Wal-Mart’s 4Q Results Test Investor Patience


Wal-Mart is spending billions of dollars to pay its hourly workers more and spruce up its stores and online services, but its fourth-quarter results show that it’ll take time to fix its business.

The world’s largest retailer’s adjusted fourth-quarter results beat Wall Street estimates. But profit fell 8 percent as the company faces higher costs.

Wal-Mart also reported a revenue shortfall for the quarter and lowered its annual sales forecast because of the negative impact of a strong U.S. dollar and the company’s move to close some stores globally. And although Wal-Mart reported its sixth straight increase in sales at established stores in the U.S., that pace marked a slowdown from the third-quarter.

Even online sales have been losing steam. During the fourth-quarter, global e-commerce rose 8 percent, well below the 20 percent pace just a few years ago.

“Overall, the results were somewhat underwhelming, and suggest the road to improvement for Wal-Mart is going be drawn out,” Michael Lasser, analyst at UBS, wrote in a report published Thursday.

Wal-Mart is making lots of changes that it says will help it stay competitive in a changing retail landscape. It’s spending $2.7 billion on higher wages and other investments for its hourly workers over a two-year period. It has also stepped up its investment online and in the stores.
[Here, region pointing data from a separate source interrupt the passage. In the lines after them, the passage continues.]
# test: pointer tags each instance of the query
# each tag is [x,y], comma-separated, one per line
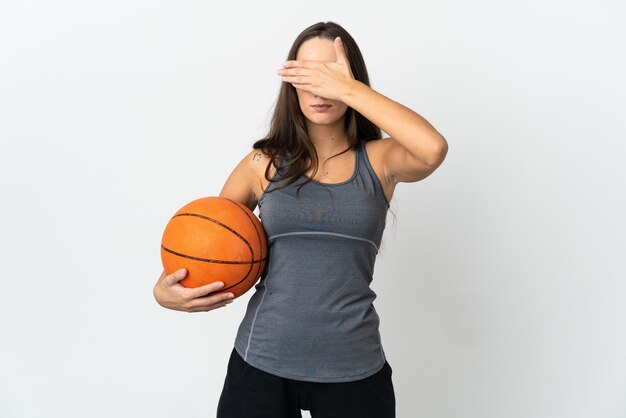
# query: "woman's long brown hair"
[288,138]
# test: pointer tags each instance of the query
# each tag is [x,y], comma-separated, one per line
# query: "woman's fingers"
[197,292]
[210,302]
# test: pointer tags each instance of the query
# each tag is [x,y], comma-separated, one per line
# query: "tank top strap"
[367,174]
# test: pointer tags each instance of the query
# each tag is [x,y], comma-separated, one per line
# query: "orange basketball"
[215,239]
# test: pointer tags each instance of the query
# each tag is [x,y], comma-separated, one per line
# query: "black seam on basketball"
[240,206]
[210,260]
[215,221]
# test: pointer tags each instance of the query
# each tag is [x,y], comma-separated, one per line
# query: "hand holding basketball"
[170,294]
[214,239]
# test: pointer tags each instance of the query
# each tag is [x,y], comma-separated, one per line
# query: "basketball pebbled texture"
[215,239]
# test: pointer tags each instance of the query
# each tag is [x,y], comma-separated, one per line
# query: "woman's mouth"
[321,108]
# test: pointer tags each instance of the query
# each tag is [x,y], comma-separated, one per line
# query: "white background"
[501,285]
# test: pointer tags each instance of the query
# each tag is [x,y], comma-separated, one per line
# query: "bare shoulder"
[247,180]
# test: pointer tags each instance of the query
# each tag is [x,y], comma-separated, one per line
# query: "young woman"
[322,178]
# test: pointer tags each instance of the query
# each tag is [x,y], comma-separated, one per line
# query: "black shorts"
[252,393]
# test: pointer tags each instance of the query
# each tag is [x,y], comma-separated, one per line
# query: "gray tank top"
[312,314]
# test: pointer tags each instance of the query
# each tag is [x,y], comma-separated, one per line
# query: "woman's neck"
[328,140]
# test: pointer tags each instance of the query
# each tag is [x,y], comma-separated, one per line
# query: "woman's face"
[319,49]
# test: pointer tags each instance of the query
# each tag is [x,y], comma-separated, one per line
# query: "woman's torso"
[312,316]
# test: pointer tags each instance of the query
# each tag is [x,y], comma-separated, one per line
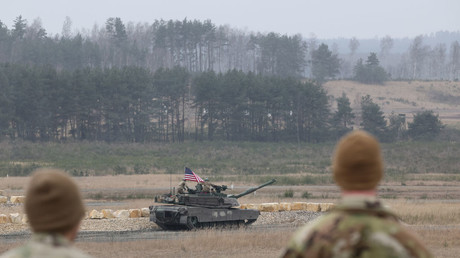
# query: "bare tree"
[353,46]
[67,28]
[417,55]
[455,60]
[386,44]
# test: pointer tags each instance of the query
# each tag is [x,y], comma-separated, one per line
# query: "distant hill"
[404,97]
[400,45]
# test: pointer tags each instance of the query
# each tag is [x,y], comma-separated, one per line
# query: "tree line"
[201,46]
[133,104]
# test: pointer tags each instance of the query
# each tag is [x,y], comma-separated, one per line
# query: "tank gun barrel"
[253,189]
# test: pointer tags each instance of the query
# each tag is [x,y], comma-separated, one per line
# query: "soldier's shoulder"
[329,232]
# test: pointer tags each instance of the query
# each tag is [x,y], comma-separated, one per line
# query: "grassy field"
[421,183]
[229,161]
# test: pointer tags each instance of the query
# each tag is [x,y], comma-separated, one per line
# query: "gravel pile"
[294,218]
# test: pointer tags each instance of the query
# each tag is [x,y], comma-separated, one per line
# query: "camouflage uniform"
[45,245]
[359,226]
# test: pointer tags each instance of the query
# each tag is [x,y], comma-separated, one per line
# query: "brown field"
[405,97]
[434,217]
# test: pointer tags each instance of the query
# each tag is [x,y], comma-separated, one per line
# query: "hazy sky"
[324,18]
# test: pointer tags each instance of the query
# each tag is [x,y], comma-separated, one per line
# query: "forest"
[175,80]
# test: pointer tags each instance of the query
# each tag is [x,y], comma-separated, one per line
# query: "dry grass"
[427,213]
[210,243]
[436,221]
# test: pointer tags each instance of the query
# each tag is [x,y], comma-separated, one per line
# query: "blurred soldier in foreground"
[54,208]
[359,226]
It’s better stocking shelves and is improving the fresh areas of its stores, which are crucial to driving traffic. And it’s expanding online grocery shopping to more than 150 locations across more than 20 markets in the U.S.

But those moves have squeezed profits. Annual profits this year are expected to fall as much as 12 percent.

The company is also pruning its global footprint. Last month, Wal-Mart announced it was closing 269 stores, including 154 in the U.S. The closings are part of the company’s overall review of its operations to make it more nimble to better compete with rivals.

Wal-Mart said revenue at stores opened at least a year for its Wal-Mart U.S. division rose 0.6 percent, its sixth straight increase, but that pace slowed from 1.5 percent increase in the third quarter. Customer counts are up for the fifth straight quarterly period.

During the year-end shopping season, Wal-Mart made a concerted effort to pull back on temporary promotions and focus on its “everyday low prices,” its bedrock price strategy.

“We are seeing momentum in our Wal-Mart U.S. business,” said Doug McMillon, president and CEO of Wal-Mart in a statement. But he added, “We’ve still got a lot of work to do.”

Wal-Mart, based in Bentonville, Arkansas, earned $4.57 billion, or $1.43 per share in the three-month period ended Jan. 31. That compares with $4.97 billion, or $1.53 per share, in the year ago period.

On an adjusted basis, the figure was $1.49, higher than the $1.46 per share estimated by FactSet.

Net revenue was $128.6 billion. That’s slightly lower than the expected $130.5 billion, according to FactSet.

The company now said it expects total sales for the year to be flat, down from its earlier forecast for three percent to four percent growth.